Putting the information together electronically "puts all these disparate data sets into one place," she said.

Frost said GIS aerial and satellite maps help emergency services plot obstructions such as fences or dead ends that could prove useful in an emergency.

The sites do have problems. Pinole’s site seemed unable to load. Emeryville’s site (ims.spaceimaging.com/emeryville/), operated by a third company, Colorado-based Space Imaging, lets users map test bores in and around former industrial sites for toxic contamination. However, the site no longer lists toxics, or compares soil concentrations with levels considered safe.

Oakland’s site ( http://www.oaklandexplorer.com — which describes its downtown as "booming" — seems more a tool for real estate brokers.
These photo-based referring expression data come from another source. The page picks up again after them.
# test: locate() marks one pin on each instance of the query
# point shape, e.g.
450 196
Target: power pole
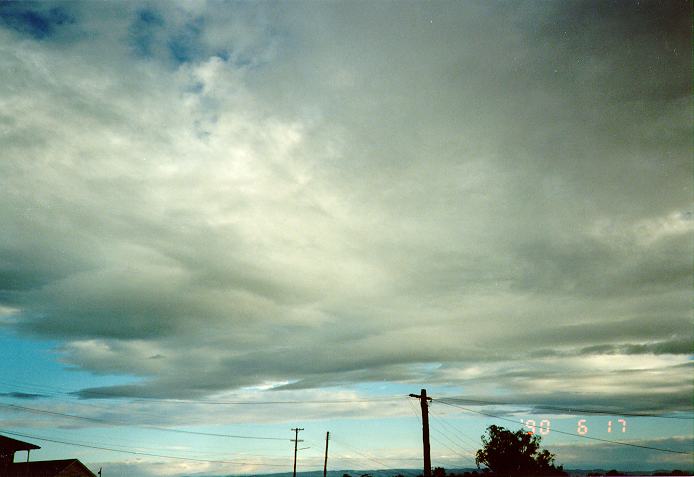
424 402
325 462
296 441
It lists potential development sites and provides ways to contact property sellers or owners of vacant buildings.

One can get some demographic information, but there’s no access to city crime statistics or the educational level of the work force — information likely important to firms considering relocating to Oakland.

There are of course some interesting tidbits. "Downtown" Oakland, an area stretching from the Estuary to Grand Avenue, has 18,929 residents — less than 5 percent of the city’s population. Not exactly burgeoning with neighborhoods serving retail opportunities outside of the lunchtime crowd.

The area’s population is also predominantly poor. More than 37 percent of downtown households earn $15,000 a year or less. Fewer than 4 percent earn more than $100,000.

You’d also learn that downtown denizens spent $2.7 million on video rentals in 2000, $3.7 million on men’s apparel and $5.6 million at liquor stores.

"I think if you want to attract business, you want to put more than a list of available parcels on the Web," Radke said. "I’d want to know about the infrastructure — highways, railways how much they charge for sewage, the tax rates, I’d want to know about the work force," he said.